3)An amendment is a law within the meaning of art 13(2) and therefore if it violates any of the fundamental rights it may be declared void. The word law in art 13(2) includes every kind of law, statutory as well as constitutional law.

The chief justice applied the doctrine of "prospective overruling" and held that this decision will only have prospective operation and, therefore, the 1st,4th and 17th amendment will continue to be valid. It means that all case before Golaknath shall remain valid.

24th AMENDMENT 1971

In order to remove difficulties arising out of GOLAKNATH'S case, the Parliament enacted 24th amendment act. The amendment has following amendments-
1)It has added clause 4) to art 13 which say that nothing in this art shall apply to any amendment of this constitution made under art 368.
2)New heading for art 368 - Power of parliament to amend constitution and procedure thereof.
3)it as inserted sub section 1) to art 368.
4)It has added a new clause 3) to art 368. Thus, the 24th amendment not only restored the amending power of the parliament but also extended its scope.


the validity of constitution 24th amendment of 1971 was challenged in KESHAVANAND BHARATI V STATE OF KERALA, the petitioner challenged the validity of Kerala land reforms act 1963. Also, the petitioner was permitted to challenged the validity of 24th,25th and 29th amendment. The question involved in this case was as to what extent of amending power was conferred by constitution under article 368? On behalf of Union of India, it was argued that the power to amend constitution was unlimited and on the other side the petitioner argued that the power to amend is wide but not unlimited. The Supreme Court by a majority overruled the judgement of Golaknath which denied the power to amend fundamental rights to parliament but the majority held that the art 368 even before 24th amendment contain the power as well as the procedure of amendment. The 24th amendment does not enlarge the amending power of parliament. It only declared the true legal position as it was before the amendment hence it is valid. The court held that under art 368 parliament is not empowered to amend the basic structure of the constitution. It also held that 1st part of the 25th amendment is valid but the second part of the 25th amendment is invalid. Sekri C.J observed that the basic structure was built upon basic foundation i.e dignity and freedom of individual. He articulated the following feature to constitute basic feature-
1)Supremacy of constitution.
2)Republican and Democratic form of Government.
3)The secular character of constitution.
4)Separation of power between Legislature, Executive, Judiciary.
5)Federal character of constitution.

Again in the INDIRA NEHRU GANDHI V. RAJ NARAYAN popularly know as election case, Supreme court struck down clause 4) of 329-A on the ground that it was beyond the power of parliament as it destroyed the basic feature of constitution.

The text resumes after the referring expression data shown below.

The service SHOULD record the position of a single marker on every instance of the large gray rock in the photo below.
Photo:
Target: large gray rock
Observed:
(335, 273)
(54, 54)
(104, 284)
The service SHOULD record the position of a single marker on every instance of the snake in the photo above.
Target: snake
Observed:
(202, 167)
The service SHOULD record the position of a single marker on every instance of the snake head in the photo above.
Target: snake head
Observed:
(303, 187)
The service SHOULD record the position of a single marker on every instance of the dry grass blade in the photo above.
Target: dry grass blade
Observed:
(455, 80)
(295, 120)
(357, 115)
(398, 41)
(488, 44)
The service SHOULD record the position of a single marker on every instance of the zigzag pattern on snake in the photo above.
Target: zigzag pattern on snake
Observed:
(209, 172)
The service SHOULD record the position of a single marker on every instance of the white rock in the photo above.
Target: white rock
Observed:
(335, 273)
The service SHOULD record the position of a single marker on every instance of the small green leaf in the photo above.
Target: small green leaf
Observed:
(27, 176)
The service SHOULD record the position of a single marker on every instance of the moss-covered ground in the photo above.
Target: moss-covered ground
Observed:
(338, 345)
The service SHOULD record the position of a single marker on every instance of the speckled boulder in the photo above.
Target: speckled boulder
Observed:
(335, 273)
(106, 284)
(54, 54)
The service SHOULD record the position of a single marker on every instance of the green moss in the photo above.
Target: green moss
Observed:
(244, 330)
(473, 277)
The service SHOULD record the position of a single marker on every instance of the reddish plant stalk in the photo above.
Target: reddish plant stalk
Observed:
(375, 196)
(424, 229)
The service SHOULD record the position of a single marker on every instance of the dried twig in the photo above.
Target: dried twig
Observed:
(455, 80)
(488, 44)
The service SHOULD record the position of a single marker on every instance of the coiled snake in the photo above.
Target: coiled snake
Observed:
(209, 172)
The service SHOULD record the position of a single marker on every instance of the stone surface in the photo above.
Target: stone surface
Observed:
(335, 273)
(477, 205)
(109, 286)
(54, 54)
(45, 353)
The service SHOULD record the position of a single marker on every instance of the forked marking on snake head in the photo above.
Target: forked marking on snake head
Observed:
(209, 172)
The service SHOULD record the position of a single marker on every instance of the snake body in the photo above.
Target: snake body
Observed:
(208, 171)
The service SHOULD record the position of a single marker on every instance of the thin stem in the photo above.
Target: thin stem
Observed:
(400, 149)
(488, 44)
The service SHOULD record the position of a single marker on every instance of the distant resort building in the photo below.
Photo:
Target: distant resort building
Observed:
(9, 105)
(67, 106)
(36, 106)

The parliament of India enacted the 42nd amendment 1976. This amendment inter alia made 2changes-
1)It inserted clause 4) and 5) to art 368 to the effect that an amendment of constitution u/art368 shall not be called in question in any court on any ground and that there shall be no limitation, whatever in the constitution power of parliament.
2)It amended art 31(C) to provide precedents to all directives over fundamental rights.


Supreme court by 4 to 1 majority struck down clauses 4) and 5) of art 368 as inserted by 42nd amendment on the ground that it destroyed the basic structure of the constitution.The court unanimously held that, the power of judicial review was one of the basic structure of the constitution.

In above case it can be said that the amending power of the parliament is limited and that parliament cannot in the exercise of it constitution power under art368, destroy the basic structure of the constitution. Now it is settled that the Constitution and not the parliament is supreme in India.